This portrait of an Intermediate Egret has been heavily reduced in size to fit into this web page. This shows how the entire picture looks. This is NOT a 100% crop.
Imagine you had a photo 1,800 pixels wide by 1,200 pixels deep. Now imagine you show the photo in a way that perfectly fills a screen that is also 1,800 pixels wide and 1,200 pixels deep. In those circumstances you’d the screen would be displaying every pixel in the photo, and because each single image pixel is allocated to its own single screen pixel you’d be seeing the photo at 100%. When you see an image at 100% you’re seeing every bit of detail that’s possible to show in your image, assuming your eyesight is good enough to make out the individual screen pixels. Imperfections like noise and minute amounts of blur will become noticeable to anyone who peers right up close to the monitor to see those image pixels. When people do that, it’s sometimes called ‘pixel peeping’.

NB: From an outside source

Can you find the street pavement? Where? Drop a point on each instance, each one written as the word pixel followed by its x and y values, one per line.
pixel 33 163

A 100% crop taken from the Egret photo shown above.
Now let’s say you cropped the image by, for example, chopping a big chunk off the side of it. The picture doesn’t fill up all the screen any more. But because you cropped it, it’s now become a 100% crop.
You could say that a 100% crop is a fragment of a full-sized image.
People show 100% crops because they want to show how good the image quality of a picture is when it’s at full size, but the whole image file is too big to put online or to send in an email. So instead of showing you the whole file they just show a fragment of it.
And another reason why people do it because they can! It’s so easy to do.
A full image (reduced in size heaps) and a 100% crop above right.
The same full image a 50% crop. A 50% crop is simply a fragment of the image showing how it looks after its image size has been reduced to 50%.
Some people look at their images at 100% on screen and worry when they find tiny imperfections. But that’s a tough and often misleading way to judge an image. It’s like worrying that a lawn is no good because when you examine it under a magnifying glass you find some blades of grass that look funny. The truth is, every image is going to have imperfections if you look at it closely enough, and there are much more important things to think about in photography. For example, noise is something that can be a problem in photography if it gets out of hand, but a small amount of noise is normal.
While pixel peeping has its place, as long as the image looks great when you print it, or when you zoom out and view the entire frame on your screen, then who cares about the details that are only ever visible at 100%? Things like composition and colour and subject matter are more important. Getting those things right is what really gets your stuff noticed.